経済 | 神奈川新聞 | 2020年1月9日(木) 21:08

 川崎市と埼玉県熊谷市を結ぶ国内唯一の石炭輸送列車が、3月14日のダイヤ改正で廃止されることが9日までに分かった。明治の鉄道草創期から130年以上にわたる「石炭列車」が幕を下ろす。

 運行するJR貨物(東京都渋谷区)が神奈川新聞の取材に対し、運転取りやめを認めた。荷主の太平洋セメント(同港区)は「現時点で発表できることはない」とするものの、関係者の話によるとトラック輸送に切り替える方針という。


姿を消すことになった国内最後の石炭列車=川崎市川崎区のJR扇町駅
姿を消すことになった国内最後の石炭列車=川崎市川崎区のJR扇町駅

 列車は川崎市川崎区のJR扇町駅から鶴見線や武蔵野線、秩父鉄道などを経由し、熊谷市の貨物駅・三ケ尻(みかじり)駅へ向かう。川崎の埠頭(ふとう)に陸揚げした輸入炭を、35トン積みの専用貨車約20両に載せ、三ケ尻駅に隣接する太平洋セメントの工場に運び込む。

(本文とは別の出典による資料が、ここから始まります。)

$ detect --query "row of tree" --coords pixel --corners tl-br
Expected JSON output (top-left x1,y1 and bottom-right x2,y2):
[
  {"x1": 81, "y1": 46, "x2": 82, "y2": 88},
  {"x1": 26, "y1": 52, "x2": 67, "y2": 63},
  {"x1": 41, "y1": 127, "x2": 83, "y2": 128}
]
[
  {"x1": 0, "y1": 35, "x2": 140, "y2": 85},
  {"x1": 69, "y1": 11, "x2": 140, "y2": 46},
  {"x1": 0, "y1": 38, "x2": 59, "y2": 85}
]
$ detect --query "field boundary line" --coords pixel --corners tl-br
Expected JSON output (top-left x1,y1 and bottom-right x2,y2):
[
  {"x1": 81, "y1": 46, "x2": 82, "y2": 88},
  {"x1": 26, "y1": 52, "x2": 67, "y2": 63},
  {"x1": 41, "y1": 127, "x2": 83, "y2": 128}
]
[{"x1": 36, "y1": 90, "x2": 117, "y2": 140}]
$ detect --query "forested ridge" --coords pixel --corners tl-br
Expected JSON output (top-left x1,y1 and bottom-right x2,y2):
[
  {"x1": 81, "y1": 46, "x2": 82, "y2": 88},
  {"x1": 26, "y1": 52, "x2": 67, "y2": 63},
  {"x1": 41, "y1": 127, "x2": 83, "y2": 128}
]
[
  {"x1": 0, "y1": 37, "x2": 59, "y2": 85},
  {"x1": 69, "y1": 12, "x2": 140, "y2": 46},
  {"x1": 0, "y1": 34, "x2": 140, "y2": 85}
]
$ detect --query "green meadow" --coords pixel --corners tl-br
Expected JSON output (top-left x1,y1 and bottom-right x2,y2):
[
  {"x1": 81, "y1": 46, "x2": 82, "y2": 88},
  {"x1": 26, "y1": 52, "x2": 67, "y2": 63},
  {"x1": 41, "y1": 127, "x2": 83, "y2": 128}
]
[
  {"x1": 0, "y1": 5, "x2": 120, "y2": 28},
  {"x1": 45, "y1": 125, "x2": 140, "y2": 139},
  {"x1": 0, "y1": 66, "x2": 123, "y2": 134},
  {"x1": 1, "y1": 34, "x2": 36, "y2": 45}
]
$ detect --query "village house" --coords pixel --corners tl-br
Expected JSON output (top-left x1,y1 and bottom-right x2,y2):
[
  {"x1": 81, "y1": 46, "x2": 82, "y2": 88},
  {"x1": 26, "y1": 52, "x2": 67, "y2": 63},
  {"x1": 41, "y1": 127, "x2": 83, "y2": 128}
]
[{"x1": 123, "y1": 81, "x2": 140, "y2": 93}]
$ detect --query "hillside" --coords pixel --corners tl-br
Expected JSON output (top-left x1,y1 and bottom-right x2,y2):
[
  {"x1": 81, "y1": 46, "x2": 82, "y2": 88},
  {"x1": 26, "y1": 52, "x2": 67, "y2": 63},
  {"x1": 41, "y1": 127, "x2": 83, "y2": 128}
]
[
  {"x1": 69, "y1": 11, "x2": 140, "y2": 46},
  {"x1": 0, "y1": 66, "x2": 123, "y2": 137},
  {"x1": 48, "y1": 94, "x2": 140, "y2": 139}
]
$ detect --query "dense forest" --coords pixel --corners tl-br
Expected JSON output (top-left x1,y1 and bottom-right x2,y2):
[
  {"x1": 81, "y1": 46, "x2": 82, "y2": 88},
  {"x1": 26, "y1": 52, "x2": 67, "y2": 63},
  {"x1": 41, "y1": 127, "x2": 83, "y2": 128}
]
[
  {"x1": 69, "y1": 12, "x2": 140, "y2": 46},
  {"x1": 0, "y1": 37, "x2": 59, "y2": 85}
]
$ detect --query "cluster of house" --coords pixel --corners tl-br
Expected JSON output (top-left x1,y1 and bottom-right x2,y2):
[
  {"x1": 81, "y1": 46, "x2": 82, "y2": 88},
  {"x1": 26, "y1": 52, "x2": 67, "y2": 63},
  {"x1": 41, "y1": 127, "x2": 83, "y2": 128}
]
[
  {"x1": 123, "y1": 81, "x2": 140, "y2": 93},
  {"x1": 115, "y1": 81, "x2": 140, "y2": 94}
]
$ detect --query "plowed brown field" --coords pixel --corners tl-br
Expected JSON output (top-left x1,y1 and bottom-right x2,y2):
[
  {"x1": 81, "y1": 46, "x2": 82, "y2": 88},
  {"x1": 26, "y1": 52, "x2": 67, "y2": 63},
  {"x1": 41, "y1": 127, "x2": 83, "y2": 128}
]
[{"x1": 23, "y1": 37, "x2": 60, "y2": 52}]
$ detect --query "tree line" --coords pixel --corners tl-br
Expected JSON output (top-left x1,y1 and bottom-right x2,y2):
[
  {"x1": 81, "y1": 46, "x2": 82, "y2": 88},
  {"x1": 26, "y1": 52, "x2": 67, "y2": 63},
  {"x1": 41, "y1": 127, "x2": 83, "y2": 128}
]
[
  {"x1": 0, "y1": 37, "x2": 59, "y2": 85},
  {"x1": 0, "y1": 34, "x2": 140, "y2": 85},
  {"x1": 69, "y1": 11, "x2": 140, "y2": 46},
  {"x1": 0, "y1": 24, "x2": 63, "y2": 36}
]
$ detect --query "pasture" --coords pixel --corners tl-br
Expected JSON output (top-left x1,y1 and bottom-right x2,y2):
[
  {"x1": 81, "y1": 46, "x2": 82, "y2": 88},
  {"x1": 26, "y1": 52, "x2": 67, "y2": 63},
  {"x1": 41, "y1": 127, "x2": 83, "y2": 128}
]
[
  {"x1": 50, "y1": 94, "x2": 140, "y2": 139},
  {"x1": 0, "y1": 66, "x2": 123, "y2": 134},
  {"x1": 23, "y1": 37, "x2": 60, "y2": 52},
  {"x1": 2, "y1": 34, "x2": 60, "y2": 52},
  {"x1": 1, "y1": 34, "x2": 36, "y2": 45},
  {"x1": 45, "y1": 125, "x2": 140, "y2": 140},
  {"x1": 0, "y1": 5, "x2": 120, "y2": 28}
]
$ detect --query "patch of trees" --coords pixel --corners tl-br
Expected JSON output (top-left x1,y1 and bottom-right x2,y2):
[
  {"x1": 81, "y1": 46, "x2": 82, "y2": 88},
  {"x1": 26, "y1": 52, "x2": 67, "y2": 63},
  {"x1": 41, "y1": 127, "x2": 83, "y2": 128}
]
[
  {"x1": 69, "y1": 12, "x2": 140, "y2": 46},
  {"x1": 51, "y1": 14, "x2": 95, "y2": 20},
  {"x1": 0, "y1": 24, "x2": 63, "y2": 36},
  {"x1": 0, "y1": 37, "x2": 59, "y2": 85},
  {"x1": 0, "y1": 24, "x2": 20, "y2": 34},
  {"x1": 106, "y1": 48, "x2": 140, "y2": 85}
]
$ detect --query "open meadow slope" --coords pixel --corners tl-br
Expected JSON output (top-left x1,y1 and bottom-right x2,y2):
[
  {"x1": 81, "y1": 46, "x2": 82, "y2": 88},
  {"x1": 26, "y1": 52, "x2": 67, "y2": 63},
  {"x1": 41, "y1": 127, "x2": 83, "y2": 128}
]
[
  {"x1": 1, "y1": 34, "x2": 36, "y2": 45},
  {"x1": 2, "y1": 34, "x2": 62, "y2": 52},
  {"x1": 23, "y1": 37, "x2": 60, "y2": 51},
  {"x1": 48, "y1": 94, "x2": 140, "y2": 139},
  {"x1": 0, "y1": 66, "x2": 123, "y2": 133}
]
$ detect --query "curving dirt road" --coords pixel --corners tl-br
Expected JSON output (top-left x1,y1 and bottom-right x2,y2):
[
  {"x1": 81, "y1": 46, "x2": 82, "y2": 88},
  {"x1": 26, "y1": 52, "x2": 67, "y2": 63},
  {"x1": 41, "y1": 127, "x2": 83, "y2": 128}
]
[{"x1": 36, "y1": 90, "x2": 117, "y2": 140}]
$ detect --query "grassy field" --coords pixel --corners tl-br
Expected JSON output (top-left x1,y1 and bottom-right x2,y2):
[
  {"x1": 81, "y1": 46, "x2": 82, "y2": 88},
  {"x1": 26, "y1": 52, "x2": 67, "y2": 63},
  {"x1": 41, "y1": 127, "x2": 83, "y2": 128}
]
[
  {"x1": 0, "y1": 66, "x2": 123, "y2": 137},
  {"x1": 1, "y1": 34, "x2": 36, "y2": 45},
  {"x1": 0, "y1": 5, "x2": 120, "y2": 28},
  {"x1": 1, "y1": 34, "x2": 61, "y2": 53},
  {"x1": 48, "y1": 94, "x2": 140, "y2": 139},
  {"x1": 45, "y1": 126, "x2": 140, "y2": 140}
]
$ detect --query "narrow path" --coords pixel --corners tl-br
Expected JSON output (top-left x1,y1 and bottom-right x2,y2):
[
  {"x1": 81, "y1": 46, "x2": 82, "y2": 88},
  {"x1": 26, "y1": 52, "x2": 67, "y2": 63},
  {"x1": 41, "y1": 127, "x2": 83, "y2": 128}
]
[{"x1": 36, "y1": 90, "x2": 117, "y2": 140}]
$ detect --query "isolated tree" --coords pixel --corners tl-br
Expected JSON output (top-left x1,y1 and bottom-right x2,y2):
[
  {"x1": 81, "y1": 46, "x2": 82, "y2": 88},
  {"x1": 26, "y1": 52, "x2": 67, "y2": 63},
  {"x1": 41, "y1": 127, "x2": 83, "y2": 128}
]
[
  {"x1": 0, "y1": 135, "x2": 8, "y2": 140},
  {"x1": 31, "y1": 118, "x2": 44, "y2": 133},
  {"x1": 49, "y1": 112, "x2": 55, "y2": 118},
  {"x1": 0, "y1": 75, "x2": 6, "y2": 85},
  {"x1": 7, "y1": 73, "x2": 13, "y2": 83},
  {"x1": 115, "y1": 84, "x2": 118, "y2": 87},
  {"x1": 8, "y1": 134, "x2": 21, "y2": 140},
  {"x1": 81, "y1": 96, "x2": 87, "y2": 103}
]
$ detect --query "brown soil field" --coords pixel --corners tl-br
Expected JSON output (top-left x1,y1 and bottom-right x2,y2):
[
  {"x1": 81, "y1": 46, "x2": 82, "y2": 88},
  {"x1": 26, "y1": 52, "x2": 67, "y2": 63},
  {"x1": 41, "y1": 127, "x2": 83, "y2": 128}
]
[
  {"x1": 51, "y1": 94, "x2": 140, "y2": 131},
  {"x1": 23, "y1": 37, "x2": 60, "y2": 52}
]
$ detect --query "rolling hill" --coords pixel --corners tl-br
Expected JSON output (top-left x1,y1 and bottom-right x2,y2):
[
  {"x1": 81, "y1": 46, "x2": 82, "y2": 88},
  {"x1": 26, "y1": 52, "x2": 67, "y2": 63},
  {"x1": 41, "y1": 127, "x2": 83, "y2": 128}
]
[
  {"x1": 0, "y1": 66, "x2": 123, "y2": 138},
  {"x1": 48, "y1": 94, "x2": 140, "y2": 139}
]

 同社によると、石炭はセメント生成の工程で、原料の石灰石などを1450度の高温で焼成する燃料として用いる。産地はロシアやオーストラリアなど。石灰石は埼玉・秩父などで産出される。


小倉陸橋(川崎市幸区)付近を走行する石炭列車
小倉陸橋(川崎市幸区)付近を走行する石炭列車

 石炭輸送の歴史に詳しい北海道の釧路市立博物館・石川孝織学芸員は「非常に大きな節目となる」と指摘。「石炭列車は日本の近代化を進め、地域の発展にも貢献した」と、輸送が盛んになるにつれ沿線が活性化した歴史を説明する。

 石炭と鉄道の関係は深い。石川学芸員によると、その始まりは1882(明治15)年、北海道内陸部の炭鉱と小樽港とを結んだ官営幌内鉄道。新橋―横浜間の鉄道開業からわずか10年後だ。エネルギー革命前の最盛期は、産炭地の北海道や九州を中心に無数の石炭列車が走った。北海道の石炭は列車と船で京浜工業地帯にも運ばれたという。


埠頭へ入る石炭列車=川崎市川崎区
埠頭へ入る石炭列車=川崎市川崎区

 だが、石炭産業の衰退に伴い列車も減少。国内では昨年、釧路市の炭鉱の石炭を運んだ「太平洋石炭販売輸送臨港線」が廃止され、国内炭を運ぶ列車が消えたばかりだった。「明治以来、切っても切れない縁だった鉄道と石炭の関係が、ついに途絶える」と石川学芸員は話している。